JTSU関昭生委員長の音頭で「ガンバロウ!」

映画鑑賞1・5万人に

 第1部の定時総会では、永戸祐三代表理事が、「我々が追求する協同労働は、地域の人々が地域の必要に一緒に応える働き方。この働き方を広げるには、あらゆる仕事で協同労働のモデルをつくる必要がある。社会連帯運動でその道を切り拓こう」と開会あいさつ。

 藤田徹専務理事が2022年度の活動総括と23年度の活動方針を提起。

 総括では、個人会員8087人(新規加入301人)、団体会員25団体(新規加入1団体)になったことや、全国で多様なみんなのおうちづくりが進み、映画「医師中村哲の〜」上映会も約150カ所で開かれ、1・5万人が鑑賞したことなどを報告。
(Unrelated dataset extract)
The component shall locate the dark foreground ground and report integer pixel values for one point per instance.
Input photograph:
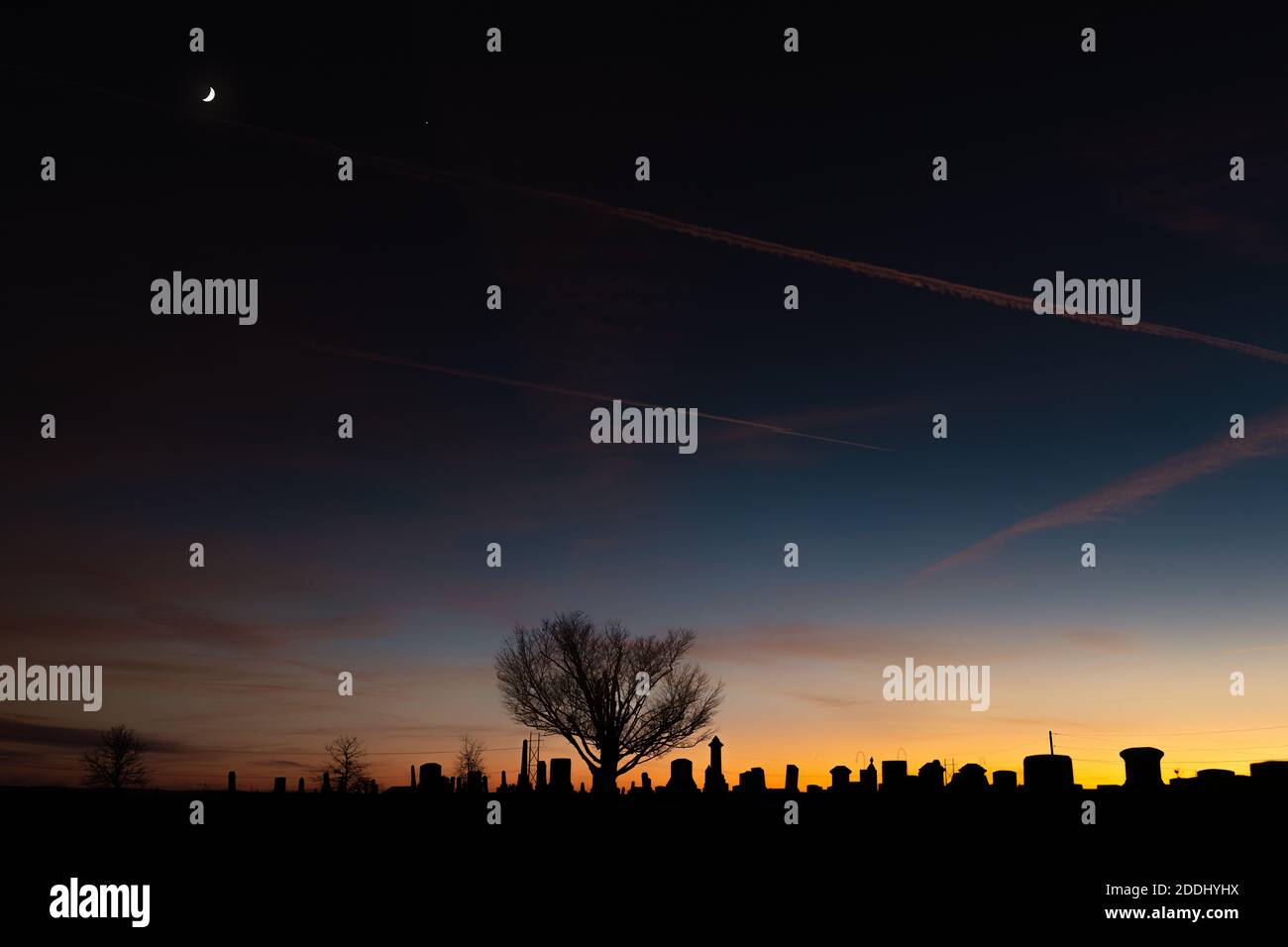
(571, 869)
 23年度の方針について、①全国1万カ所のみんなのおうち設立運動と全国ネットワークづくり、②シニアワーカーズコープのモデルづくり、③映画「医師 中村哲の〜」上映運動のさらなる推進、④11月に開かれる「地域おこし名人・達人サミットin桶川・北本」の成功(関連記事2面)、⑤沖縄連帯、環境、平和、小農、ポールdeウォークなどの運動の大展開、⑥記念誌や映画(ワーカーズ3)の制作などの20周年記念事業の推進などを挙げ、「24年は社連20周年の節目の年。5万人の社連会員、1万カ所のみんなのおうちを目指そう」と呼びかけました。

 典型報告では、各地の地方委員会や会員団体が発言。平和活動(沖縄地方委員会)やポールdeウォーク(日本輸送サービス労組(JTSU))、映画上映運動(東海地方委員会)、シニアワーカーズ(上田社会連帯活動連合会)、みんなのおうちづくり(九州地方委員会)などの取り組みが紹介されました。

 全議案が採択され、松野玲子理事(パルシステム東京理事長)が総会を締めくくりました。

西谷修副理事長と田中さんが対談

 第2部は記念フォーラム。

 藤井絢子理事(NPO法人菜の花プロジェクトネットワーク元代表)の開会あいさつに続き、法政大学前総長で江戸東京研究センター特任教授の田中優子さんが「江戸から考えるこれからの働き方と社会」と題して記念講演。

 田中さんと西谷修副理事長(東京外語大名誉教授)との対談があり、田中さんは「今の経済のあり方や価値観を変える必要があるが、みんな給料への影響を恐れて難しい。中村哲さんの映画は、働く意味を考え直すきっかけになると思う」。

 西谷さんは「江戸時代に『働く』というのは、必ずしもお金と結びついていなかった。それが、西洋文化を取り入れた近代化以降、『労働』自体が商品になり、『これだけ働いたらいくらになる』と、全てを経済的観点で考えるようになった。それがあらゆる所でうまくいっていない。

 江戸時代の人々は、自然の循環の中にあり、働くことの中にも嬉しさや喜びなど、お金以外の価値を見出していた。そのことを教えてくれた田中さんの講演を聞き、私たちは何を失ってしまったのかと考えさせられた」と語りました。

 総会アピールが採択され、山本幸司副理事長がまとめました。